Open ghost opened 5 years ago
i kind of agree - this is one reason why i never enable Bing because that engine ignores various operators, including "phrase searches" and -negative keywords
It is a difficult problem to solve.
Current implementation : the raw text is sent to the different engines. The thing is that google may think that negation should be ignored for a specific query, and duckduckgo won't.
I would recommend to use only one engine at a time in case of complex query (because each engine has his own syntax and way to "understand" complex queries).
One slippery way to fix it : detect the negation in searx, and disable engine that are known to ignore the negation.
I've not looked at the searx code so I'm not sure why it would be a difficult problem to solve. Wouldn't it be trivial to grep the results for negated words and omit them? It would miss the cases where a negation appears in the full article but not the abstract portion of the search result, but it might still trivially eliminate a good number of false positives.
If we look at this from a rule of least astonishment angle and assume that users know searx is a metasearch, then users would naturally expect searx to ignore obviously mismatched results in the data it already handles, but not necessarily to do a deep inspection of every result.
A quite advanced version of Searx could even have query mismatches be detected by the user after a full page is retrieved and report back to create reliability metrics that improve searx... but maybe that's getting carried away.

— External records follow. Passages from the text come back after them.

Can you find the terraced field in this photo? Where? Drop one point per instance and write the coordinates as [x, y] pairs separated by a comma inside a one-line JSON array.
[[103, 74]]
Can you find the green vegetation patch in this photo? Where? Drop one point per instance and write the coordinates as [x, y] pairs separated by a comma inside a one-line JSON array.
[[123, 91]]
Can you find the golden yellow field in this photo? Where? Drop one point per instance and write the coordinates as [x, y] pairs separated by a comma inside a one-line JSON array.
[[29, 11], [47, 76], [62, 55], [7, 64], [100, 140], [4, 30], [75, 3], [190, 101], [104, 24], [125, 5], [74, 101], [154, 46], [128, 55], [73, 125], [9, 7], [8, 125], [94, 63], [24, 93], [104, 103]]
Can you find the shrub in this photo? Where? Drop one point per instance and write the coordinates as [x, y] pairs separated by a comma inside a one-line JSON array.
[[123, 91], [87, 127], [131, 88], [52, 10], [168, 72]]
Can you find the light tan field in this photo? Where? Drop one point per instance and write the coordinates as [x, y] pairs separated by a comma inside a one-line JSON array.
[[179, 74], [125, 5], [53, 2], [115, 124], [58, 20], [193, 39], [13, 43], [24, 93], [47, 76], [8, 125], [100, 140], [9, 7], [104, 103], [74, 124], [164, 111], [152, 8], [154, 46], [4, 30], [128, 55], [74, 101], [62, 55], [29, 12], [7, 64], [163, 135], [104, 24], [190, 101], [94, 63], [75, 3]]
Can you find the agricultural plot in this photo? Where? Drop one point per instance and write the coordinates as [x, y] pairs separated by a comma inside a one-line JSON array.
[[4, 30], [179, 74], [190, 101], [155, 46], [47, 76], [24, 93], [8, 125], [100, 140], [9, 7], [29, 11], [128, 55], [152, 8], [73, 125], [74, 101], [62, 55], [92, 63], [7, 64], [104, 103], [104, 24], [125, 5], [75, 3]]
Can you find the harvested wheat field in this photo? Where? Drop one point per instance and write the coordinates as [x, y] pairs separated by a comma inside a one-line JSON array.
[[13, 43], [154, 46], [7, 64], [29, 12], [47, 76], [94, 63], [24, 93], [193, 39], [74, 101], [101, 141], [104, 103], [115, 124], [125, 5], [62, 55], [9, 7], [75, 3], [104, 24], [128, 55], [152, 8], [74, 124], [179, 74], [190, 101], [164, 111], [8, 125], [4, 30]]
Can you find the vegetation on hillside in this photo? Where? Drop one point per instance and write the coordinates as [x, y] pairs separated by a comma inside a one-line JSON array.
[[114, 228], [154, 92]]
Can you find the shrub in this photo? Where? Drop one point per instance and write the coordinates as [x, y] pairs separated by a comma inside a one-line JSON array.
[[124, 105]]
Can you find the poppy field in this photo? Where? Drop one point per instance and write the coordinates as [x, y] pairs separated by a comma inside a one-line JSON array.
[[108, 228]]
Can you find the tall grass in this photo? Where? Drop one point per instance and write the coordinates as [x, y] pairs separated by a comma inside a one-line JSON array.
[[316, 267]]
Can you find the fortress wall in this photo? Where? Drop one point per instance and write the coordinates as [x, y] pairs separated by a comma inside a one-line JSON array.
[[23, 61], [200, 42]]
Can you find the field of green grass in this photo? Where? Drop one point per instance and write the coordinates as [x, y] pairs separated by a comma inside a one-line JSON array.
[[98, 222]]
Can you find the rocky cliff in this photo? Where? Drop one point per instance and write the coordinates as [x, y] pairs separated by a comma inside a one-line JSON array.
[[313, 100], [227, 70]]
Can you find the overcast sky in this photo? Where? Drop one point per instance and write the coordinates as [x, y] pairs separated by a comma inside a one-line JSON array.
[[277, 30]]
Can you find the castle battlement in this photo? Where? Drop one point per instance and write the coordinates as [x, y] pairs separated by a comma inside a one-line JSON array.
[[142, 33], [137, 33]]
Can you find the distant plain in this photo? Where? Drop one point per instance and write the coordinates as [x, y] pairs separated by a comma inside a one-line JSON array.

one possible solution to this is using a tabbed interface to display the results of each engine separately as suggested here - going into settings every time the user requires something specific is not optimal
i'm not sure how a tabbed interface solves the problem of ignored negations. If you're suggesting that the user should still be able to see ignored negation results, then in terms of UI the same approach used by searxes.danwin1210.me to handle CloudFlare sites would be useful. That is, results are given but with a strikethrough. And in the onion version, the undesirable results are folded into a drop-down folder that expands at the bottom.
Or if it were to be a tabbed UI, wouldn't it be better to have two tabs: one for conforming results and the other for non-conforming results?
i'm not sure how a tabbed interface solves the problem of ignored negations.
it doesn't, granted, but at least it isolates them? - also this topic wasn't my sole nor primary reason for suggesting a tabbed UI, but yes, i agree, it's not a complete solution
Searching this instance for "macaroni and cheese recipe -oven -baked" yields in the 4th slot:
"Baked Macaroni and Cheese Recipes - Southern Living" (DuckDuckGo)
The large search engines seem to all drift in this direction of thinking they know better than the user and ignore users' explicit negations. It is wrong to do so, as it insults the user's intelligence and gives bad results. I'm not sure if Searx is simply trusting the results of the crawlers but it should not. Searx should remove the non-matching results.